Regularly matches a string str and extracts the first sub-pattern matching part of pattern. The pattern needs to exactly match a part of str in order to return an array of strings for the part of the pattern that needs to be matched. If there is no match or the pattern has no sub-pattern, the empty string is returned.
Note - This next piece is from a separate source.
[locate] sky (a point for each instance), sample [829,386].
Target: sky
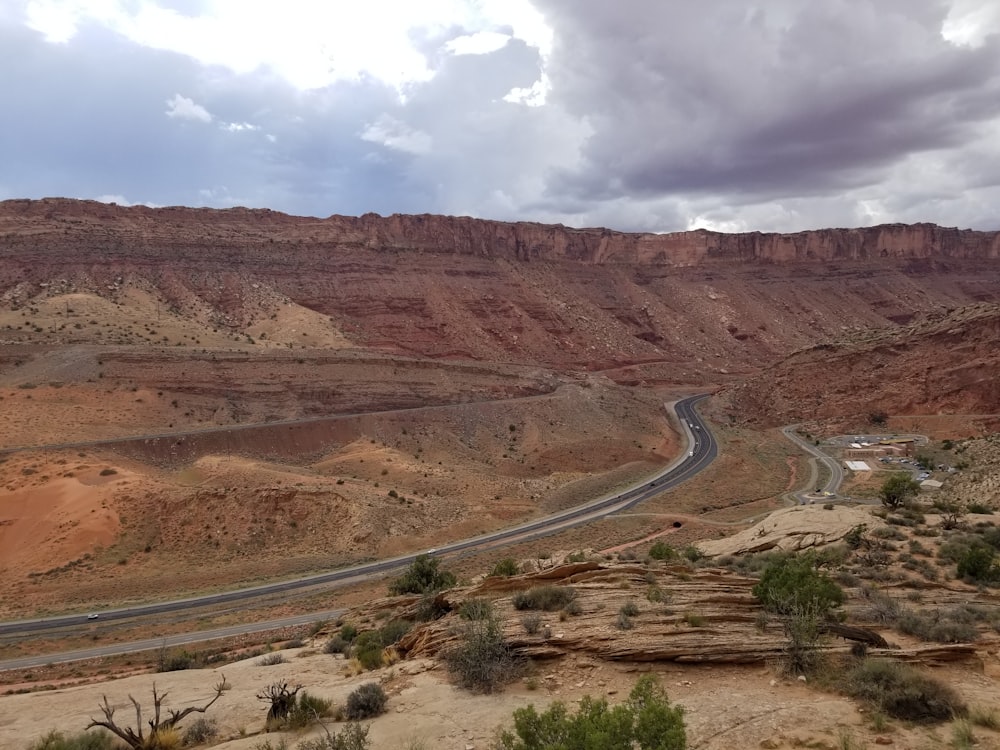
[639,115]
  • Character set matching requires the use of Unicode standard character classes. For example, to match Chinese, use \p{Han}.

Syntax

REGEXP_EXTRACT_ALL(<str>, <pattern>)

Parameters

ParameterDescription
<str>The column need to do regular matching.
<pattern>Target pattern.

Return value

Value after extraction. It is Array type.

Example

mysql> SELECT regexp_extract_all('AbCdE', '([[:lower:]]+)C([[:lower:]]+)');
+--------------------------------------------------------------+
| regexp_extract_all('AbCdE', '([[:lower:]]+)C([[:lower:]]+)') |
+--------------------------------------------------------------+
| ['b'] |
+--------------------------------------------------------------+

mysql> SELECT regexp_extract_all('AbCdEfCg', '([[:lower:]]+)C([[:lower:]]+)');
+-----------------------------------------------------------------+
| regexp_extract_all('AbCdEfCg', '([[:lower:]]+)C([[:lower:]]+)') |
+-----------------------------------------------------------------+
| ['b','f'] |
+-----------------------------------------------------------------+

mysql> SELECT regexp_extract_all('abc=111, def=222, ghi=333','("[^"]+"|\\w+)=("[^"]+"|\\w+)');
+--------------------------------------------------------------------------------+
| regexp_extract_all('abc=111, def=222, ghi=333', '("[^"]+"|\w+)=("[^"]+"|\w+)') |
+--------------------------------------------------------------------------------+
| ['abc','def','ghi'] |
+--------------------------------------------------------------------------------+

mysql> select regexp_extract_all('这是一段中文This is a passage in English 1234567', '(\\p{Han}+)(.+)');
+------------------------------------------------------------------------------------------------+
| regexp_extract_all('这是一段中文This is a passage in English 1234567', '(\p{Han}+)(.+)') |
+------------------------------------------------------------------------------------------------+
| ['这是一段中文'] |
+------------------------------------------------------------------------------------------------+